President Joe Biden and Attorney General Merrick Garland announced today the creation of a “National Ghost Gun Enforcement Initiative” designed to crack down on homemade guns, sometimes referred to as “ghost guns.”
The announcement comes as Biden travels to New York City to meet with Mayor Eric Adams, who recently announced his own “Blueprint to End Gun Violence.”
“Today, the Department is announcing the launch of a national ghost gun enforcement initiative designed to prevent these unserialized firearms from being used to commit crimes, including by prioritizing bringing federal charges against criminal use of these weapons,” the DOJ explained in a statement.
As part of this new initiative, the DOJ will “train a national cadre of prosecutors on enforcement issues specific to the use of ghost guns in crimes.” These prosecutors will be available to “every district across the country.”

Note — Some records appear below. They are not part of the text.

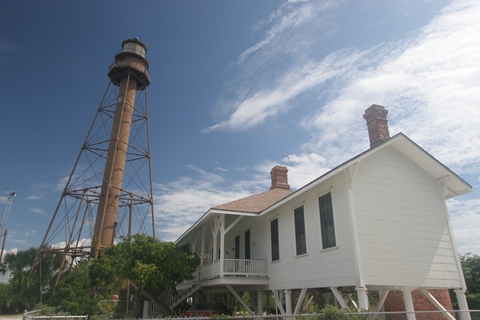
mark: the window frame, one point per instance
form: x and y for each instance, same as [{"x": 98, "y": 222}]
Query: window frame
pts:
[
  {"x": 275, "y": 247},
  {"x": 329, "y": 216},
  {"x": 300, "y": 230}
]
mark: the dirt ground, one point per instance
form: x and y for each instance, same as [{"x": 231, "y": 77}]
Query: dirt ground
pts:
[{"x": 11, "y": 316}]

The DOJ will also send out a “set of materials” to assist investigators and prosecutors in bringing cases against those who use homemade firearms in crimes, and designate a “ghost gun coordinator” in each ATF field division.
The statement’s focus on crimes and criminals is doubtless intended to reassure law-abiding gun owners that the DOJ won’t come after them. But “ghost gun” owners may not be considered “law-abiding” for long.

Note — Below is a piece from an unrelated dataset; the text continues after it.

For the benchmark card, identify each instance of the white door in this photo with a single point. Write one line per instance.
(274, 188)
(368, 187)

At the behest of the Biden administration, the Bureau of Alcohol, Tobacco, Firearms, and Explosives (ATF) proposed a new rule that would redefine what constitutes a “firearm frame or receiver.”

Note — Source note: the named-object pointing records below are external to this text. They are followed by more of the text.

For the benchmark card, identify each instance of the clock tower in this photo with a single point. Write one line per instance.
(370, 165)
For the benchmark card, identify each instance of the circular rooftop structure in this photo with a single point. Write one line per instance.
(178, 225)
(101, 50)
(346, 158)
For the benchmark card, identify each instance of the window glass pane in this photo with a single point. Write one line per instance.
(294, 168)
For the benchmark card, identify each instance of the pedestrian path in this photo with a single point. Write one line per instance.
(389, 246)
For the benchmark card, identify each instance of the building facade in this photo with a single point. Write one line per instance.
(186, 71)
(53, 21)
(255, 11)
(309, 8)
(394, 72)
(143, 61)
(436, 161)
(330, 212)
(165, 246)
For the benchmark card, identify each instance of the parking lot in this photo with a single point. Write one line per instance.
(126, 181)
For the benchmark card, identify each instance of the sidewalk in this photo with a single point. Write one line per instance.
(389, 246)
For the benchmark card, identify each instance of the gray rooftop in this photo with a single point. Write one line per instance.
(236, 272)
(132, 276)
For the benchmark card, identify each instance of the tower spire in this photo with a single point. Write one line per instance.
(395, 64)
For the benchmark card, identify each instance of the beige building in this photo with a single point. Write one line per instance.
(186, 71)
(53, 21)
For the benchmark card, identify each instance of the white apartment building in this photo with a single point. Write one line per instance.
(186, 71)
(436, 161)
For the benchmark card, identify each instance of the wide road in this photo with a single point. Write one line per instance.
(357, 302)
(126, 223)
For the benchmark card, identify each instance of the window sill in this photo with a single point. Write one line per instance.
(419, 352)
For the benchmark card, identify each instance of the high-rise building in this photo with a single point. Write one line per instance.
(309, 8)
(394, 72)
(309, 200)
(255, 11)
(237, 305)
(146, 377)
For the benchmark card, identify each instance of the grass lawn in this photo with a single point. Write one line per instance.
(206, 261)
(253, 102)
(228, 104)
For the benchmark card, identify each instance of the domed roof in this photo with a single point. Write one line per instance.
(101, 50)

As part of this new rule, the ATF will ban “weapons parts kits” by redefining the term “firearm” to include “a weapon parts kit that is designed to or may readily be assembled, completed, converted, or restored to expel a projectile by the action of an explosive.”
This new definition requires companies that manufacture weapons parts kits to serialize unfinished receivers and conduct a background check on all customers prior to purchase.
The ATF assures gun owners that “nothing in this rule would restrict persons not otherwise prohibited from possessing firearms from making their own firearms at home without markings solely for personal use.”
However, the DOJ’s laser focus on “ghost gun” prosecution casts doubt on how gun owners who currently own non-serialized weapons parts kits will be treated. As GunsAmerica has covered previously, the ATF has banned a product, secured customer lists from gun companies, and used those lists to prosecute search warrants.
In the case of one firefighter from California, state agents discovered illegal firearms while assisting the ATF on its raid, and the state tried to prosecute him.
Considering this history, the DOJ’s assurance that its new task force will only target criminal ghost gun owners is small comfort.